Shinozaki Mikoto is a timid and short-statured 15-year-old high school sophomore who often gets picked on at school. The girl whom he admires, Fukazawa Yuki, happens to discover an overwhelming strength of heart behind his shy appearance. In efforts to promote the school's emergent cycling club, she introduces cycling to Mikoto and tries to talk him into joining the club, as she's thoroughly convinced he has a special inner drive that makes him a promising cyclist. How far will cycling take Mikoto, not only materialistically, but in his growth as a person?
I know next to nothing about cycling, and I don't know what made me want to read this manga, but I'm very glad that I gave it a try. Over Drive is an under-rated sports manga that is refreshingly pragmatic.

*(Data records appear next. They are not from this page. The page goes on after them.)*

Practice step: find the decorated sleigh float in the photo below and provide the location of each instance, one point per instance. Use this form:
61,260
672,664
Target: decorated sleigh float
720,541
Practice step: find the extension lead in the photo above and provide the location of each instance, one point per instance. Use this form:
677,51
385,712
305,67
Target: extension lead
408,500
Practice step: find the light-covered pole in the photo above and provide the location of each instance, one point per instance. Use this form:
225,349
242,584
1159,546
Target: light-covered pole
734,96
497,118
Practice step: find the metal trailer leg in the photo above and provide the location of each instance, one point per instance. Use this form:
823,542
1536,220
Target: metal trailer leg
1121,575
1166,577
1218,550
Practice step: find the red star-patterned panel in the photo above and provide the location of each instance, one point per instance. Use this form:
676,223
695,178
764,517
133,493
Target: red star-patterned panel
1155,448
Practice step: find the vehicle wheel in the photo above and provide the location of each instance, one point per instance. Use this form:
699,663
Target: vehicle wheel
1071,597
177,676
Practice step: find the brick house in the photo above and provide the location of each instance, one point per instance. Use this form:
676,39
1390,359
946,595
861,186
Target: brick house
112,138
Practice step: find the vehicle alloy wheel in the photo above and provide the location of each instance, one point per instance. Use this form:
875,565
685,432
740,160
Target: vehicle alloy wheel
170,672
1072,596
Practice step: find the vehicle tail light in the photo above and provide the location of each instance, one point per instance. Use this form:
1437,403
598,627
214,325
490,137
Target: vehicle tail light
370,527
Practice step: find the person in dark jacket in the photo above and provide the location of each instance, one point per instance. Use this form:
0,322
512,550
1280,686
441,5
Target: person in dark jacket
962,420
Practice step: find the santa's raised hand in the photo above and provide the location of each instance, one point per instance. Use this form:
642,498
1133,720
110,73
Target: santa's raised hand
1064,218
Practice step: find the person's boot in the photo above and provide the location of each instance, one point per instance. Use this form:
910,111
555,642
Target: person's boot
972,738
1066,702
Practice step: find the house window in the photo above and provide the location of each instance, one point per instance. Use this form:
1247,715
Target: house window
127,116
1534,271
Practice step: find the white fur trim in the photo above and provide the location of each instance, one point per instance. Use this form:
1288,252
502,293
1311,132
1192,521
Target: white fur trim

The story is fairly standard for a sports manga. The MC is an immature high-school boy who isn't very good at anything until he discovers his love for cycling. Along the way to the top, he makes his first true friends, gets closer to the girl he likes, ect. It's nothing spectacular, but Over Drive avoids the stereotypical "here comes a new challenger! Defeat him
and move on!" cycle that so many other sports manga fall victim to. The pacing of the story feels natural. Races will take a few chapters. Everything else is pretty much exclusively cycling-based (practice, training), with some focus on character background. Romance/drama is minimal outside of the first few chapters (which I see as a plus).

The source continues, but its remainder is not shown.